明治維新150年の今だからこそ知っておきたい幕末日本のスゴい取り組み(2)

| 新刊JP
『明治日本の産業革命遺産 ラストサムライの挑戦! 技術立国ニッポンはここから始まった』(集英社刊)の著者、岡田晃さん

今年2018年は「明治維新150周年」。
NHKの大河ドラマでは「西郷どん」が放送され、いつになく幕末から明治という時代に注目が集まっている。

ところで、この時代は日本が産業面や経済面で長足の発展を遂げた大成長の時代でもある。『明治日本の産業革命遺産 ラストサムライの挑戦! 技術立国ニッポンはここから始まった』(集英社刊)は、2015年にユネスコ世界遺産に登録された「明治日本の産業革命遺産 製鉄・製鋼・造船・石炭産業」の歴史的意義を史料価値の高い当時の写真を交えて紐解くことで、幕末から明治の日本の実像に迫る。

今回は著者で経済評論家の岡田晃さんにインタビュー。幕末の日本で始まった近代化について、その一端を語っていただいた。その後編をお届けする。

■清国の敗戦に仰天!幕末の大名が軍備増強に踏み切ったワケ ――本にも書かれていましたが、日本の近代化の原動力となったのは西洋の進んだ軍事力と工業力を見せつけられることで生まれた危機感でした。この危機感を早い時期から持っていたのは、佐賀や薩摩、長州など西日本の藩に多かった印象です。

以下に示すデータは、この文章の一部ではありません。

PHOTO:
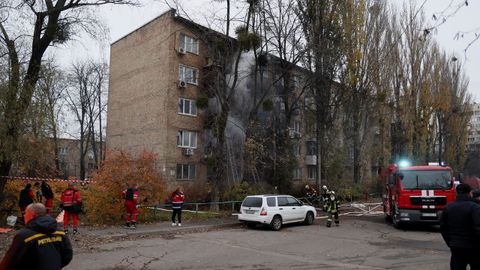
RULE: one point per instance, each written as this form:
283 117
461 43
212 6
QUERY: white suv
275 210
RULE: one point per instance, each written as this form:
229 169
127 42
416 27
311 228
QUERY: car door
296 209
284 209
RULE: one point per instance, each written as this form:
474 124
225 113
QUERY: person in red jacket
26 198
71 202
48 195
130 195
177 204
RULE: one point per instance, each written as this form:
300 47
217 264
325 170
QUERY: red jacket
135 195
177 200
70 196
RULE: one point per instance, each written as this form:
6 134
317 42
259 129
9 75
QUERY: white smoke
240 108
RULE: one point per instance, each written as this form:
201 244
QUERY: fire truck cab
417 194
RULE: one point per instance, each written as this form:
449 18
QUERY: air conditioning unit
291 133
187 151
182 84
181 50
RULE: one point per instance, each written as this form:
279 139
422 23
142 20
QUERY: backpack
129 194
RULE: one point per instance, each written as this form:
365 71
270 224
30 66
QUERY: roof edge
171 11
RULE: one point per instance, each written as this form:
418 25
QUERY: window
296 126
188 74
296 81
311 148
271 201
312 172
297 173
190 44
187 139
310 103
63 166
252 202
187 106
292 201
311 128
186 171
63 151
297 149
282 201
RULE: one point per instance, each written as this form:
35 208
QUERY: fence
201 207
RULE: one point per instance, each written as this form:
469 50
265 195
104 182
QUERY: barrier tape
38 179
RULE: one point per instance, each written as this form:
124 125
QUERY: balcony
311 160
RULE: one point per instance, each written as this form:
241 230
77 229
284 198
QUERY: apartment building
155 80
154 83
473 139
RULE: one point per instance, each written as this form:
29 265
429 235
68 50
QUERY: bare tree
47 22
51 85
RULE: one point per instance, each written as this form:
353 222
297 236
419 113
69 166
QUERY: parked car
275 210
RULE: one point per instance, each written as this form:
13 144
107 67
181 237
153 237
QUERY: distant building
473 140
69 159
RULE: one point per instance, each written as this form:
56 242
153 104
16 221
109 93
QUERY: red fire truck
417 194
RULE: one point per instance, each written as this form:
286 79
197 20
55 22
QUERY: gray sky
121 20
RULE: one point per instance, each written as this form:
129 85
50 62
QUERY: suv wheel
276 223
309 218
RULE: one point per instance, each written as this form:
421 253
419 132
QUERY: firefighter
311 192
39 245
333 206
324 195
38 193
26 197
48 195
476 196
130 195
71 203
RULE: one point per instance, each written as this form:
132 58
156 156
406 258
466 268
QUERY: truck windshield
426 179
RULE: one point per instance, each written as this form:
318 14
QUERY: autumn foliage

岡田:そうですね。特に九州には当時唯一の外国への窓口だった長崎がありますので、海外の情報が入りやすかったんです。そこへ中国でアヘン戦争が起きると、当時アジア最大の大帝国だった清がイギリスにいとも簡単にやられて、香港が植民地になってしまった。そういう情報が入ってきて西の方の藩は驚いたでしょうし、すぐ近くまでイギリスが来ているという脅威を感じていたはずです。実際、薩摩藩主だった島津斉彬はアヘン戦争の情報を事細かに集めていて、「阿片戦争聞書」という記録を遺しています。

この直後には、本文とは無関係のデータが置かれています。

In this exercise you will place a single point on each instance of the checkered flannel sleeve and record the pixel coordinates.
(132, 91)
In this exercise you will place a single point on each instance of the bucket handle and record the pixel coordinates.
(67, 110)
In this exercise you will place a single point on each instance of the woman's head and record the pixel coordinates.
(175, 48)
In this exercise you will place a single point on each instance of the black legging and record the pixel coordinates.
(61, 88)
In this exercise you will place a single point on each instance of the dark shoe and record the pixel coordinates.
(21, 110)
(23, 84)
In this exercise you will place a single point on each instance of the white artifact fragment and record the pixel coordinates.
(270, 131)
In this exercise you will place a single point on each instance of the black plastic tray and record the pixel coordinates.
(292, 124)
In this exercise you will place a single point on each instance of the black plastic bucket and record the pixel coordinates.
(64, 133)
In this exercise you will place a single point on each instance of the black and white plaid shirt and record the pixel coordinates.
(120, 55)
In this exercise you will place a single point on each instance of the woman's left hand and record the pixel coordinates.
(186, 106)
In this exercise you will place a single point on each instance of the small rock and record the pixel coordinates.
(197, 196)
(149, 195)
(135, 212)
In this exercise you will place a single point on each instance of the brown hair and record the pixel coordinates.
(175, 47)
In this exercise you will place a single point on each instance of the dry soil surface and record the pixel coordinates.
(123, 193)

また、ペリーが浦賀にやってくる前、1800年代に入った頃から九州の近海ではイギリスや他の国の船が頻繁に目撃されていましたし、今でいう西南諸島の小さな島にイギリス人が上陸して島民を襲ったという事件も起きていました。そういうことがあって自衛の必要を感じていたわけですが、どうやら向こうは鉄の大砲と巨大な蒸気船を持っているらしいと。

――軍事力で圧倒的に劣っていた。